Demystifying Scientific Problem-Solving in LLMs by Probing Knowledge and Reasoning
Alan Li, Yixin Liu, Arpan Sarkar, Doug Downey, Arman Cohan
2025-08-27
Summary
This paper investigates how well large language models (LLMs) can perform scientific problem-solving, which requires both knowing a lot about science and being able to think through problems logically. It identifies weaknesses in current methods for testing these skills and proposes new tools and tests to better understand how LLMs approach science.
What's the problem?
Currently, there isn't a good, all-encompassing way to test if an LLM can *actually* do science. Existing tests focus on small parts of the process, and it's hard to tell if a model is succeeding because it already knew the answer or because it figured it out through reasoning. The paper points out that we need to separate and evaluate both the knowledge an LLM has and its ability to use that knowledge to solve problems.
What's the solution?
The researchers created SciReas, a collection of existing science tests, and SciReas-Pro, a tougher version focusing on more complex thinking. They also developed a method called KRUX to specifically test whether a model is retrieving relevant scientific information and then using it to reason.
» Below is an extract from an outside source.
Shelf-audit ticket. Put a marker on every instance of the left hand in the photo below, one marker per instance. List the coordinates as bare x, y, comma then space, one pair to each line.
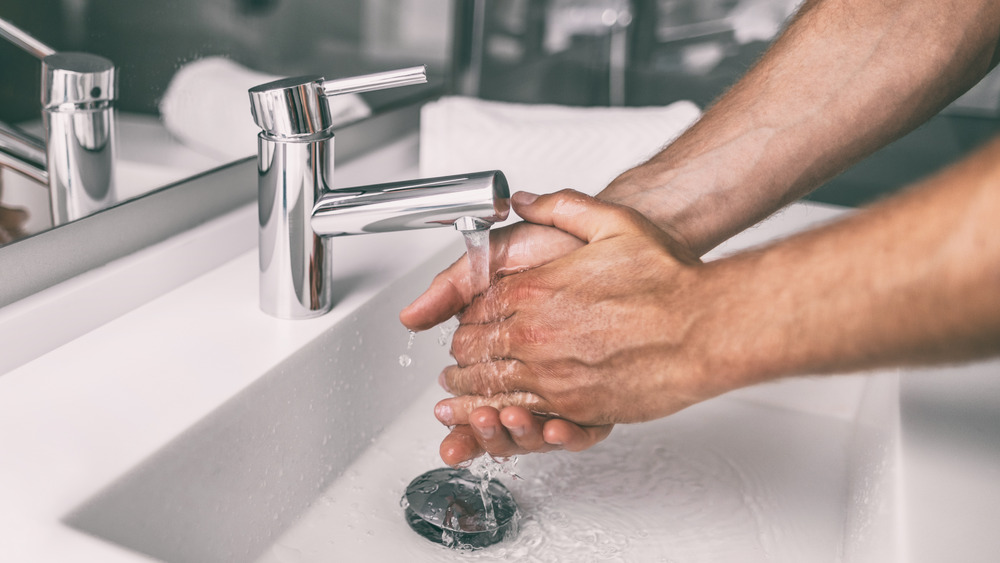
600, 336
By combining these tools, they found that LLMs struggle most with *finding* the right information within themselves to solve a problem, and that giving them extra information helps them reason better. They also discovered that making the model explain its reasoning process helps it access the necessary knowledge.
Why it matters?
This work is important because it provides a more accurate way to measure and improve the scientific reasoning abilities of LLMs. By understanding where these models fall short – specifically in accessing and applying their own knowledge – researchers can develop better techniques to build AI assistants that can truly help scientists with their work. The released SciLit01 model also provides a strong starting point for future research in this area.
Abstract
Scientific problem solving poses unique challenges for LLMs, requiring both deep domain knowledge and the ability to apply such knowledge through complex reasoning. While automated scientific reasoners hold great promise for assisting human scientists, there is currently no widely adopted holistic benchmark for evaluating scientific reasoning, and few approaches systematically disentangle the distinct roles of knowledge and reasoning in these tasks. To address these gaps, we introduce SciReas, a diverse suite of existing benchmarks for scientific reasoning tasks, and SciReas-Pro, a selective subset that requires more complex reasoning. Our holistic evaluation surfaces insights about scientific reasoning performance that remain hidden when relying on individual benchmarks alone. We then propose KRUX, a probing framework for studying the distinct roles of reasoning and knowledge in scientific tasks. Combining the two, we conduct an in-depth analysis that yields several key findings: (1) Retrieving task-relevant knowledge from model parameters is a critical bottleneck for LLMs in scientific reasoning; (2) Reasoning models consistently benefit from external knowledge added in-context on top of the reasoning enhancement; (3) Enhancing verbalized reasoning improves LLMs' ability to surface task-relevant knowledge. Finally, we conduct a lightweight analysis, comparing our science-focused data composition with concurrent efforts on long CoT SFT, and release SciLit01, a strong 8B baseline for scientific reasoning.